Given the complicated nature of developing and assimilating an emergency research network based FDHN, we propose a stepwise, 2‐level development and deployment process. The first step is to create the FDHN itself by engaging established research networks or a consortium of EDs who are committed to its development. Each site will then obtain institutional review board approval and participate in the development of a common data model (an ED dataset based on shared and accepted definitions of data variables) with the important caveat that the data will be retained at the site and queried in a standardized manner. Creation of this ED dataset will require the commitment of health information technology resources, clinical informatician(s), and clinical champions at each site. Basic descriptive and analytic statistics including the development of regression and classification models can then be applied on each ED dataset in a standardized manner. Meta‐analyses of deidentified collated results can be used for hypothesis generation, health surveillance screening, development of dashboards for operational analytics, and quality improvement activities. We propose that FDHN at this stage of development would be called a Level I FDHN: capable of performing basic descriptive analyses/models within each site and aggregating results centrally. At this stage, peer sites within the network have established a clear governance structure overseeing architecture, the common data model and vocabulary, access, and strategy utilizing primarily structured electronic health records (EHR) data. Future states of FDHNs, which we call Level II, include automation of the data query or “visitation” process as well as inclusion of unstructured data such as text, waveforms and potentially blending a data lake strategy into the FHDN.

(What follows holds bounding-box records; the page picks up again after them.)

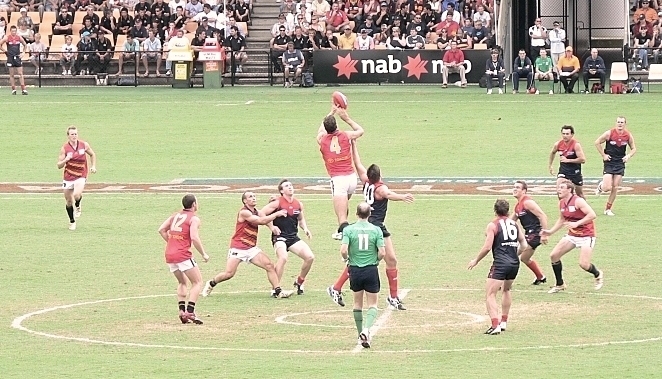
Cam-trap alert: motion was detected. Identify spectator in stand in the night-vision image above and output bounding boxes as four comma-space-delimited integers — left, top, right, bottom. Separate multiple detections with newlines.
60, 35, 78, 75
407, 14, 429, 39
556, 46, 580, 93
632, 0, 660, 25
547, 21, 566, 67
358, 16, 379, 38
326, 3, 352, 32
345, 0, 363, 31
74, 32, 99, 75
372, 1, 393, 29
441, 3, 462, 24
363, 0, 381, 18
473, 5, 492, 28
386, 26, 407, 50
117, 8, 133, 35
129, 18, 149, 44
234, 0, 251, 23
534, 49, 554, 95
632, 25, 653, 71
171, 6, 186, 29
53, 7, 75, 35
407, 28, 425, 50
436, 29, 451, 50
529, 17, 547, 60
513, 49, 533, 95
338, 25, 356, 50
97, 29, 113, 74
583, 48, 607, 93
283, 41, 306, 88
354, 29, 375, 50
142, 29, 162, 78
117, 34, 140, 75
271, 13, 292, 37
99, 9, 117, 38
29, 33, 48, 75
441, 41, 467, 88
184, 0, 202, 22
485, 49, 506, 95
270, 25, 291, 73
79, 15, 99, 39
435, 13, 460, 38
311, 0, 331, 21
320, 29, 338, 50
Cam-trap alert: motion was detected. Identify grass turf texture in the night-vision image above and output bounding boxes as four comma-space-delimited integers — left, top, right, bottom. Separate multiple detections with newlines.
0, 87, 662, 378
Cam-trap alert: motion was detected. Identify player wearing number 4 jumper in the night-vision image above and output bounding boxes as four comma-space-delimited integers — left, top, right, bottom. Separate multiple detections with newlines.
549, 125, 586, 197
327, 142, 414, 311
510, 180, 547, 286
468, 199, 526, 335
317, 105, 363, 240
57, 126, 97, 230
202, 192, 292, 298
262, 179, 315, 295
595, 116, 637, 216
540, 180, 604, 293
159, 194, 209, 325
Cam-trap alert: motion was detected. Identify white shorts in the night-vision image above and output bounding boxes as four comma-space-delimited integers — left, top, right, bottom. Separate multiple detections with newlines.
228, 246, 262, 263
331, 173, 356, 196
62, 178, 86, 189
562, 234, 595, 248
168, 258, 198, 272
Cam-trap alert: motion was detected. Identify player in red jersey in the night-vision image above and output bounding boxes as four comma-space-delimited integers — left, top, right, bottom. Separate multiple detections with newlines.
468, 199, 526, 335
57, 126, 97, 230
317, 105, 363, 240
540, 181, 604, 293
595, 116, 637, 216
202, 192, 292, 298
0, 25, 28, 95
326, 143, 414, 311
159, 194, 209, 325
549, 125, 586, 197
510, 180, 548, 286
262, 179, 315, 295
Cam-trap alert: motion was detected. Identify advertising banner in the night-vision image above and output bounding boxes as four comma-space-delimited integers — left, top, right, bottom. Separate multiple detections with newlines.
313, 50, 490, 83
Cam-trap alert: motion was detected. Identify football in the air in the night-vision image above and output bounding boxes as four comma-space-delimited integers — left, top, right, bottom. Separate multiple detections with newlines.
331, 91, 347, 109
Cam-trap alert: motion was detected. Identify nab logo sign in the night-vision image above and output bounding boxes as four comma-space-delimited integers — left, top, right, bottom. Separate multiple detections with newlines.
333, 53, 471, 80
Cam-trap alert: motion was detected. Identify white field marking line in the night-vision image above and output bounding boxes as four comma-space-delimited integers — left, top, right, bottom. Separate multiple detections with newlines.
352, 288, 411, 354
11, 288, 662, 354
274, 308, 486, 329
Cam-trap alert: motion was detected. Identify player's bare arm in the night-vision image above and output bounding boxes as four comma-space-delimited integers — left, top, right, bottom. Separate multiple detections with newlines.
334, 105, 364, 140
190, 216, 209, 262
85, 142, 97, 174
375, 185, 414, 204
595, 130, 611, 161
549, 142, 559, 176
467, 222, 496, 270
623, 133, 637, 162
239, 209, 287, 225
159, 216, 172, 242
559, 142, 586, 164
299, 201, 313, 239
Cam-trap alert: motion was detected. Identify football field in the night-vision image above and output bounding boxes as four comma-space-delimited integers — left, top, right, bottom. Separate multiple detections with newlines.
0, 86, 662, 378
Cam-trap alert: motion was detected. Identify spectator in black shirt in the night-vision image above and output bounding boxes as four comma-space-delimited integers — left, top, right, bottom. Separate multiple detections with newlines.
53, 7, 74, 35
583, 48, 606, 93
223, 26, 248, 72
92, 29, 113, 74
117, 8, 133, 35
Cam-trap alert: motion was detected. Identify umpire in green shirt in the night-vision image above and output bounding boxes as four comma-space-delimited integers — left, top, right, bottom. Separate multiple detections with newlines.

Once a successful Level I FDHN is established, research networks can consider a more resource‐intense Level II FDHN that would allow for sophisticated analyses such as federated machine learning on the ED datasets. 12 It is imperative to develop such a model as emergency care datasets become more complicated with the increasing availability of complex “omics” data (genome, metabolome, microbiome, transcriptome, etc) that may need to be integrated with continuously obtained physiologic data from health monitoring devices (eg, Fitbit, Apple Watch) into emergency care visits. 13 Federated machine learning involves the development of models locally and subsequently developing a global model by combining local model parameters in a Health Insurance Portability and Accountability Act secure, cloud‐based server. 14 Level II FDHNs will need to follow the guidelines suggested but sites will need additional technological support/investment and regulatory oversight.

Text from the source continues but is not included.